Serie A Green
RADUNI GREEN: FESTE ASTE

VAGLIO 2026: IL RESOCONTO UFFICIALE

Ci sono tradizioni che il tempo non può scalfire, riti pagani che si rinnovano anno dopo anno per ricordarci chi siamo e da dove veniamo. La festa finale della Serie A Green a Vaglio (PZ) è esattamente questo: un fermo immagine collettivo, una bolla temporale sospesa tra la gloria del campo e il delirio extra-calcistico…

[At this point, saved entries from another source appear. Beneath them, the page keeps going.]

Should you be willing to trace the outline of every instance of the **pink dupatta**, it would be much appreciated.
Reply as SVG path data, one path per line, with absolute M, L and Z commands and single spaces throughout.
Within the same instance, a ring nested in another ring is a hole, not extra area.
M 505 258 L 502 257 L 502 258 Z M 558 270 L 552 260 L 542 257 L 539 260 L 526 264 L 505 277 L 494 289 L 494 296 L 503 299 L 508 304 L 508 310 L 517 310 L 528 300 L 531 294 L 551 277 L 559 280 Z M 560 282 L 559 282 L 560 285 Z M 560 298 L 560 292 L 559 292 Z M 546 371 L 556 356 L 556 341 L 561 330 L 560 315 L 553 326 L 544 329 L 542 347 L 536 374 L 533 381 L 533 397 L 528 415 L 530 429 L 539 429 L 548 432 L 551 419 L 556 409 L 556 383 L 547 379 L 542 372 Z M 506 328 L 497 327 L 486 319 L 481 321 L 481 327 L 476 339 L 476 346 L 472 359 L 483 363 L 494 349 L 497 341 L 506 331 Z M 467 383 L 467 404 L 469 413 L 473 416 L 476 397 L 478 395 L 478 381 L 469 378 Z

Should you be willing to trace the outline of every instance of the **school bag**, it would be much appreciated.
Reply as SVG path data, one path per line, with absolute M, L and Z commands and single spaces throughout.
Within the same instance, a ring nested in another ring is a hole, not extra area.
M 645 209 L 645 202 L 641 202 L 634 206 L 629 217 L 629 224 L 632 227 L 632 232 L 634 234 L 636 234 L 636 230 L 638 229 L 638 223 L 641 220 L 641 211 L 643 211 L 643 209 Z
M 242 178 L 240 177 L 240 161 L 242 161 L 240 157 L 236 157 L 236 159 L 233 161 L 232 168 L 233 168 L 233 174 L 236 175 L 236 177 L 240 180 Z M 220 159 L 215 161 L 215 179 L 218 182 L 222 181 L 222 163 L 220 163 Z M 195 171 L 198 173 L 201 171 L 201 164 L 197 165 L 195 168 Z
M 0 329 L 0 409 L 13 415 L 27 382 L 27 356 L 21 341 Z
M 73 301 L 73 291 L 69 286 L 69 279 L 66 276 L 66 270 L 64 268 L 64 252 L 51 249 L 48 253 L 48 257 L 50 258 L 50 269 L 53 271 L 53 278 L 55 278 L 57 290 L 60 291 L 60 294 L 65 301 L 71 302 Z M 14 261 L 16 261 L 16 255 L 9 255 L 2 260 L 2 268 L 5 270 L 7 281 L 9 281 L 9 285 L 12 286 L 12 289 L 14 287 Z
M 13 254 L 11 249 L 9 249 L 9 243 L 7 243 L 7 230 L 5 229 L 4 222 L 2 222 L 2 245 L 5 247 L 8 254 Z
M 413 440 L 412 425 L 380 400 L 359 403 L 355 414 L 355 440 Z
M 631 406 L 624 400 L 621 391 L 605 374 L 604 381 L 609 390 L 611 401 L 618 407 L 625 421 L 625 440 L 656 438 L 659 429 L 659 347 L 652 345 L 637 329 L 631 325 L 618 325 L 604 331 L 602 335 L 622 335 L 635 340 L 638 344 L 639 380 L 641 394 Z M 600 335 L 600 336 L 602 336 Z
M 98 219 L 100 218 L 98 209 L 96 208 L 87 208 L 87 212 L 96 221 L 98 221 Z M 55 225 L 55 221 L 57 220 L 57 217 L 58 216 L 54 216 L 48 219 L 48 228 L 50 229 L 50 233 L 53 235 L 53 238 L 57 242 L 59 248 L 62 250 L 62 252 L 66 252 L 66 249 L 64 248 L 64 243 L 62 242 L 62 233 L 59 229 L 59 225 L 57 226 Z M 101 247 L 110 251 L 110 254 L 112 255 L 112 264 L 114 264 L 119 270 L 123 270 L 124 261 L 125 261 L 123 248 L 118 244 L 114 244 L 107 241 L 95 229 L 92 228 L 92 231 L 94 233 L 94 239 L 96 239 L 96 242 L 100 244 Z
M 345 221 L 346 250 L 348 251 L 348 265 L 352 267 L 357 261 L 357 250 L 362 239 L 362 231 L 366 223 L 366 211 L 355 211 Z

Anche quest’anno Vaglio è volato via come un batter d’ali di farfalla. Un’edizione selvaggia, vissuta pericolosamente tra acari sulle trapunte, docce interrotte (o direttamente mancate) per la cronica carenza di pressione dell’acqua, un gattino annaffiato che miagolerà (e il mio cuore che fa dudududadada) e l’ormai mistica attesa che le luci solari si accendano quando il buio arriva sul più bello. Nonostante la Lucania si confermi location d’eccezione — un paradiso di quiete, relax, fresco e privacy dove staccare la spina dalla quotidianità per tornare alla spensieratezza dei vent’anni — l’asta di Corato 2026 pare cascare a fagiuolo per consentire a Casetta dei Prati di rifarsi un minimo il look in vista della festa 2027.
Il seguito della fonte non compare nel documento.